Federal Court Rules the Biden Administration Illegally Cancelled ANWR Lease Sales
By
| April 16, 2025
In a late March decision, the U.S. District Court for the District of Alaska ruled that the Department of the Interior (DOI) acted unlawfully when it canceled oil and gas leases in the Arctic National Wildlife Refuge (ANWR) held by the Alaska Industrial Development and Export Authority (AIDEA).
The court emphasized that, under the Tax Cuts and Jobs Act of 2017, Congress required DOI to apply the lease cancellation procedures of the Naval Petroleum Reserves Production Act (NPRPA) to the ANWR leasing program. As a result, “because Congress directed DOI to apply the NPRPA regulation requiring lease cancellation by court order to the Coastal Plain program, it withdrew the Secretary’s inherent authority to cancel leases that an agency has subsequently determined were invalid at inception.”
The court held that DOI failed to adhere to this mandate, stating: “DOI’s error is serious: DOI cancelled AIDEA’s leases without following the congressionally-mandated procedure for doing so.” By unilaterally rescinding the leases without seeking a court order, DOI violated the law.
Even Biden Administration Officials Questioned the Legal Authority for the Cancellation at the Time
The ruling is not surprising considering the vague and unconvincing reasons the Biden Administration gave for the lease sale cancellation. DOI argued that the initial lease sale failed to correctly interpret the Tax Cuts and Jobs Act, but didn’t provide any real detail as to why. That argument led to skepticism even within the Administration.
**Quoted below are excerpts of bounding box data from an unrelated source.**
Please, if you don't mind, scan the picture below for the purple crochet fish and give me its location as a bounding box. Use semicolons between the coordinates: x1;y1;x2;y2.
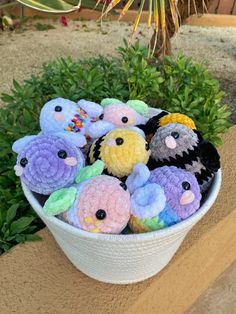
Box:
12;135;84;195
126;164;201;232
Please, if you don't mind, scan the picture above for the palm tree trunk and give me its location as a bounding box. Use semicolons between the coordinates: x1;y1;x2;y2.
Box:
151;0;212;58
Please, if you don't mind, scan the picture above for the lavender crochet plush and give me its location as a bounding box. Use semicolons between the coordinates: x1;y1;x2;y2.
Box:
148;166;201;220
126;164;201;233
13;135;84;195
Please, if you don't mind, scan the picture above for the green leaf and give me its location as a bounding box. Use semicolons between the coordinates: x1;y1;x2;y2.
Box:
10;217;35;235
6;204;19;223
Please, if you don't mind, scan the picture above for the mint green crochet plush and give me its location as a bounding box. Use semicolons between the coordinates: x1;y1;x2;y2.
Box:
88;98;148;138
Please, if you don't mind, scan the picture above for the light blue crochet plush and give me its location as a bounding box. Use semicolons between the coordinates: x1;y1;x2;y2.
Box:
126;164;201;233
40;98;103;147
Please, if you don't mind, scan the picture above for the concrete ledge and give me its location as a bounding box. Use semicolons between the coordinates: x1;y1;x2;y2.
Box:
185;14;236;27
0;126;236;314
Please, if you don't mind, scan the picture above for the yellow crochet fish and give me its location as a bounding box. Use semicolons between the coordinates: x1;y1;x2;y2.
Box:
89;129;150;178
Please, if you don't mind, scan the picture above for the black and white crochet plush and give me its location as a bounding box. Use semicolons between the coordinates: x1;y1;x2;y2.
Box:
148;123;220;192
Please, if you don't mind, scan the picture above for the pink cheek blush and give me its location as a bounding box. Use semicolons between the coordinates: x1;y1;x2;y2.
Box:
64;157;77;167
14;165;24;177
165;136;177;149
104;104;136;128
180;191;195;205
106;138;116;147
54;112;64;122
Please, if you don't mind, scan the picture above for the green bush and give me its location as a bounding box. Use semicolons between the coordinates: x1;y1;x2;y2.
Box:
0;44;229;253
158;54;230;145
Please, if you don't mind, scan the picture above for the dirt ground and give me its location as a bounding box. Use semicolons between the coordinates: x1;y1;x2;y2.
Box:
0;19;236;123
0;20;236;314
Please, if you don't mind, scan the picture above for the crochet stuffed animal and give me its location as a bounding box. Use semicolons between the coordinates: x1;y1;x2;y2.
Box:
88;129;150;178
40;98;103;147
88;98;148;138
43;160;130;234
148;123;220;192
12;134;85;195
138;111;196;142
126;164;201;233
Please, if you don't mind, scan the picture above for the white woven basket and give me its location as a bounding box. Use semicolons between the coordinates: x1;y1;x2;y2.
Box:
22;108;221;284
22;170;221;284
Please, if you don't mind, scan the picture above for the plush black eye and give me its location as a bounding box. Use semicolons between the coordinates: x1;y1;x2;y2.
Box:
182;181;191;190
116;137;124;145
96;209;107;220
55;106;62;112
120;182;127;191
57;150;67;159
20;158;28;168
170;132;179;139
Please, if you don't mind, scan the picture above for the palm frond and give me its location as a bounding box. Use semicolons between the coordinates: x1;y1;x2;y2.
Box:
118;0;134;20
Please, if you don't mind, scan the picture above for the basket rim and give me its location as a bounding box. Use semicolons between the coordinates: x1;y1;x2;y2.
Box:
21;169;222;242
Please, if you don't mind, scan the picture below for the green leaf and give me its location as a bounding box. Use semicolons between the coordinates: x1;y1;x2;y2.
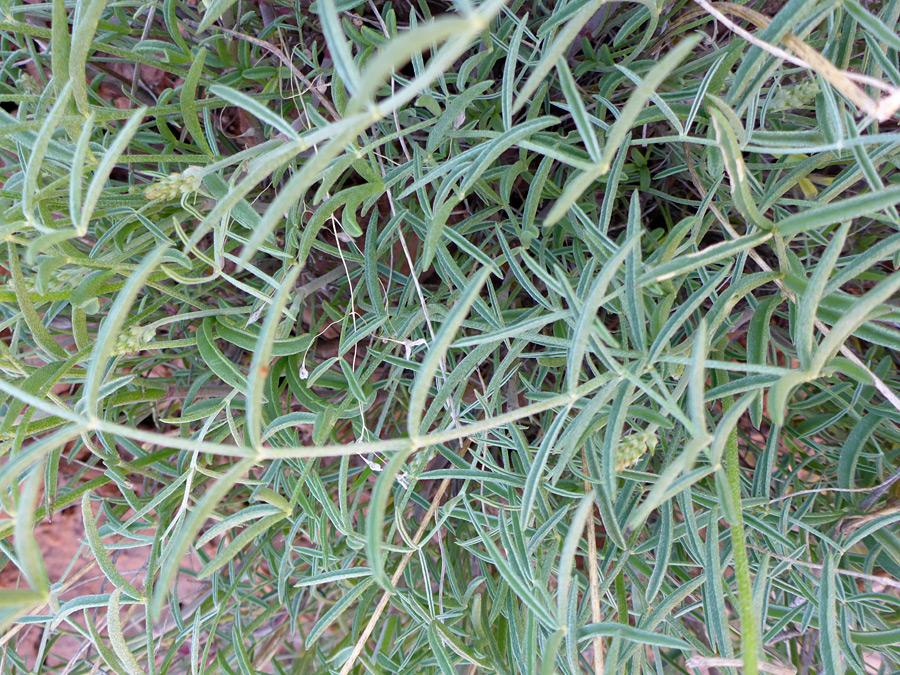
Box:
69;0;106;117
106;588;144;675
81;492;145;600
818;551;844;675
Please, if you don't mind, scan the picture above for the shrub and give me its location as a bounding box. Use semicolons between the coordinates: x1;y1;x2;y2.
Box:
0;0;900;675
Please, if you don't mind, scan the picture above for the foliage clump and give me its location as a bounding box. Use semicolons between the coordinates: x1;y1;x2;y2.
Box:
0;0;900;675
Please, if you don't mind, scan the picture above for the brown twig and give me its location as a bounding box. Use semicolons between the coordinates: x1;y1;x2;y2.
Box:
340;440;471;675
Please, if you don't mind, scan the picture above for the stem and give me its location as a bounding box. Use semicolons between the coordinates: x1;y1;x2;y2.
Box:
722;397;759;675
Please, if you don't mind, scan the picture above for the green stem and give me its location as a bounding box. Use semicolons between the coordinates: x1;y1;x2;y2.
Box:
722;397;759;675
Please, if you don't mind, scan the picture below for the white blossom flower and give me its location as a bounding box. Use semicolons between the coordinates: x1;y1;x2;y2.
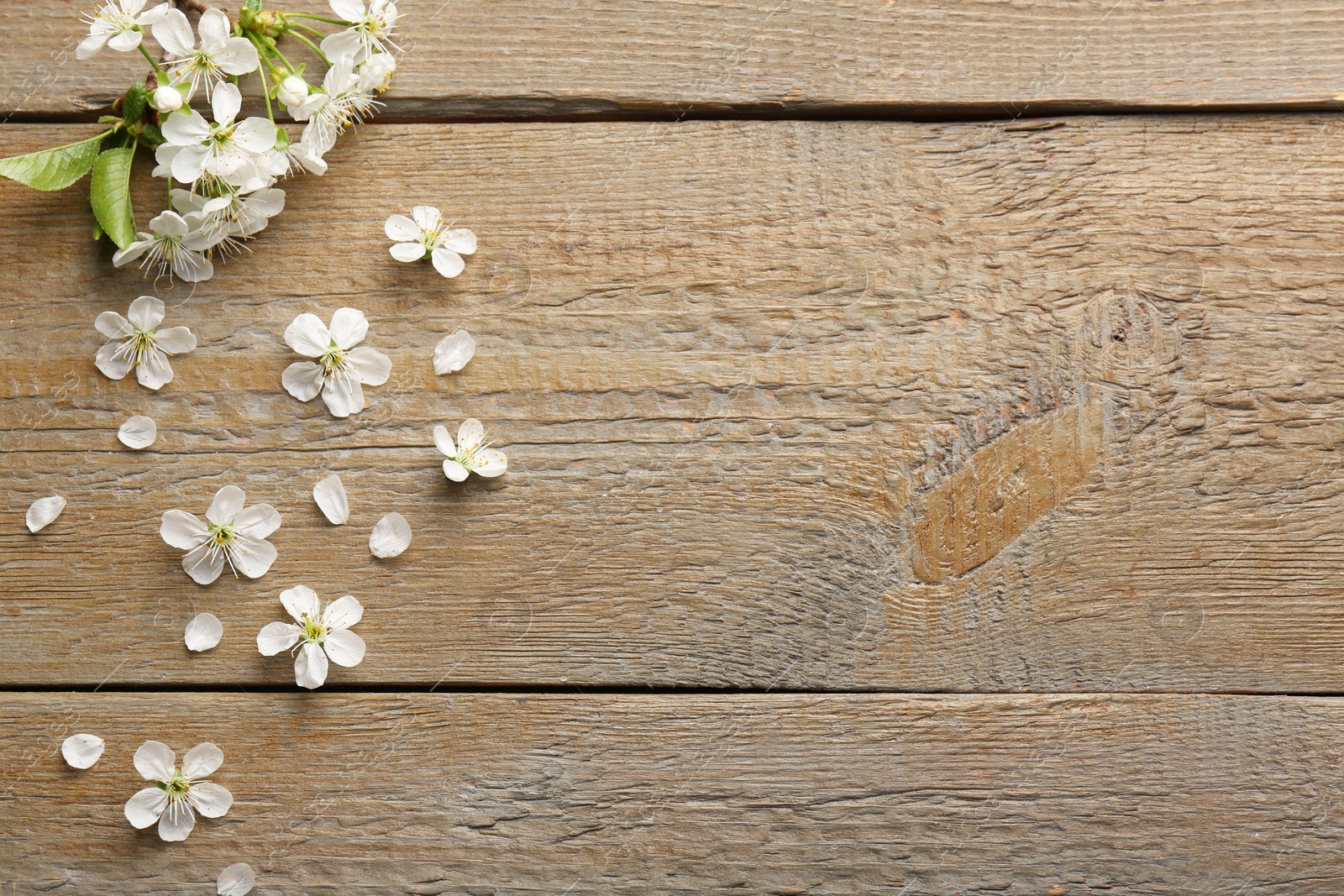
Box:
92;296;197;389
150;9;258;99
321;0;401;63
112;211;215;284
434;329;475;375
125;740;234;841
434;418;508;482
215;862;257;896
281;307;392;417
23;495;66;532
291;56;383;155
76;0;168;59
313;473;349;525
159;485;280;584
163;82;276;184
60;735;105;768
257;584;365;689
368;513;412;560
181;612;224;652
383;206;475;277
117;414;159;451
In 2023, budget officials from the Department of the Interior and the Office of Management and Budget (OMB) questioned the legal authority the Biden Administration used to cancel the 2021 oil and gas lease sale in ANWR. After the cancellation announcement, at least one official from DOI’s Office of Budget emailed the Bureau of Land Management with numerous questions about the legal authority and budgetary impacts, including some passed along from OMB. Remarkably, the official cast doubt on whether agency lawyers signed off on the cancellation.

Interior’s Actions Created a Chilling Effect on Investment
Along with illegally cancelling the lease sales, DOI’s actions may have pressured leaseholders into voluntarily relinquishing their rights. Following President Biden’s executive order in January 2021 instituting a moratorium on oil and gas leasing in the ANWR, DOI suspended leases and initiated a comprehensive environmental review. This indefinite “pause” in leasing created regulatory uncertainty, rendering the leases effectively unusable.
As a result, some companies, chose to cancel their leases and request refunds according to emails obtained by Americans for Prosperity Foundation (AFP Foundation) under the Freedom of Information Act. The Bureau of Land Management (BLM) stated it “has a well-established procedure to do this,” referencing the refund of the full bonus bid and first-year rentals, but only if lease holders relinquished their leases. However, DOI did not identify the procedure or authority for a refund, and AFP Foundation could not identify any statutory or regulatory authority explicitly permitting such refunds. This raises the possibility that DOI used taxpayer funds to incentivize companies to surrender their leases, potentially as a backdoor strategy to unwind the ANWR leasing program without facing direct legal challenges.


Then Interior Proclaimed a “Lack of Interest” After Chilling Investment
DOI highlighted the supposed lack of industry interest in the most recent ANWR lease sale in January 2025:
“The lack of interest from oil companies in development in the Arctic National Wildlife Refuge reflects what we and they have known all along – there are some places too special and sacred to put at risk with oil and gas drilling. This proposal was misguided in 2017, and it’s misguided now,” said Acting Deputy Secretary Laura Daniel-Davis.“The BLM has followed the law and held two lease sales that have exposed the false promises made in the Tax Act.”
However, this absence of participation appears to be a direct consequence of DOI and the Biden Administration’s own policies that have created an uncertain regulatory environment. The indefinite suspension of leases and duplicative environmental reviews have introduced significant uncertainty, deterring companies from investing in ANWR. And the notion that BLM “followed the law” was laughable at the time and just discredited in federal court.
The Biden Administration Illegally Cancelled the ANWR Lease Sale Because It Wanted To
The Biden Administration’s cancellation of the ANWR lease sale is a classic case of an out-of-control administrative state brute forcing its preferred policy outcome in open defiance of a bill passed by Congress and signed by the President. Although a federal court eventually corrected the problem, it did nothing to reduce the incentive for this to happen again. For a more permanent fix, policy makers need to rein in broadly worded statutes, like the National Environmental Policy Act, that agencies routinely rely on to abuse their authority.